Uw arts kan de dosering van deze geneesmiddelen aanpassen.
Ouderen
Starlix kan gebruikt worden door personen ouder dan 65 jaar. Dergelijke patiënten moeten speciale voorzorgsmaatregelen nemen om een laag bloedsuiker te voorkomen.
Zwangerschap, borstvoeding en vruchtbaarheid
Neem Starlix niet in indien u zwanger bent of indien u zwanger wilt worden. Neem zo snel mogelijk contact op met uw arts zodra u zwanger wordt tijdens de behandeling.
Geef geen borstvoeding tijdens de behandeling met Starlix.
Bent u zwanger, denkt u zwanger te zijn, wilt u zwanger worden, of geeft u borstvoeding? Neem dan contact op met uw arts of apotheker voordat u dit geneesmiddel gebruikt.
Rijvaardigheid en het gebruik van machines
Uw vermogen om zich te concentreren of te reageren kan minder worden als u laag bloedsuiker (hypoglykemie) heeft.

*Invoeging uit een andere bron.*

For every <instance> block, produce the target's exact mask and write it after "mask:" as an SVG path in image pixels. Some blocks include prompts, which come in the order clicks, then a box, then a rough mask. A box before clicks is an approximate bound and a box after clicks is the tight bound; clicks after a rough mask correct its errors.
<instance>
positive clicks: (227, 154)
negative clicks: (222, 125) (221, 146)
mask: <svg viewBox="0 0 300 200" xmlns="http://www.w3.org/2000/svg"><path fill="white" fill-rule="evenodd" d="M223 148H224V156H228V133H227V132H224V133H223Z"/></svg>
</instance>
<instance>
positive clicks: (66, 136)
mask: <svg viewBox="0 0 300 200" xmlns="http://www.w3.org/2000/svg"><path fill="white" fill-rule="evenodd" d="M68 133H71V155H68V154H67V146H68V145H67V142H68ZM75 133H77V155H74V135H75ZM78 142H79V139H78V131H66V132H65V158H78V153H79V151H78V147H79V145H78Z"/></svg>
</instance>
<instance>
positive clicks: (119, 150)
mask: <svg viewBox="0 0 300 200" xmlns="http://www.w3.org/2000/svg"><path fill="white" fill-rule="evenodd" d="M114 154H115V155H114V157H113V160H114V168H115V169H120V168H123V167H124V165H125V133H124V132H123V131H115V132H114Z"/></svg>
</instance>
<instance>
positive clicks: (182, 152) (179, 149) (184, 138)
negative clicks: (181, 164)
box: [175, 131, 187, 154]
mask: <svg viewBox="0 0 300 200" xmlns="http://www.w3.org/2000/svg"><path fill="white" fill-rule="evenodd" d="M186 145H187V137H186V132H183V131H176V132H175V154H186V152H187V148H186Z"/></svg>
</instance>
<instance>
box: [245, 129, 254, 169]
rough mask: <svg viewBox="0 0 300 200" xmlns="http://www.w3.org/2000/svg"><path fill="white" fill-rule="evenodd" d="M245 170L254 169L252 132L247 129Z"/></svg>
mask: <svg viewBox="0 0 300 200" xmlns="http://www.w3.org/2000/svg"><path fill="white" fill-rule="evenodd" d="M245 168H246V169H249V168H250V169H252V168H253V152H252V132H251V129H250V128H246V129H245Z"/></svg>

Houd hiermee rekening als u een voertuig bestuurt of machines gebruikt omdat u uzelf of anderen in gevaar kunt brengen.
Vraag uw arts om advies om een voertuig te besturen als u vaak periodes van hypoglykemie heeft of als u de eerste tekenen van hypoglykemie niet opmerkt.
Starlix bevat lactose
Starlix tabletten bevatten lactose monohydraat. Indien uw arts u heeft meegedeeld dat u bepaalde suikers niet verdraagt, neem dan contact op met uw arts voordat u dit middel inneemt.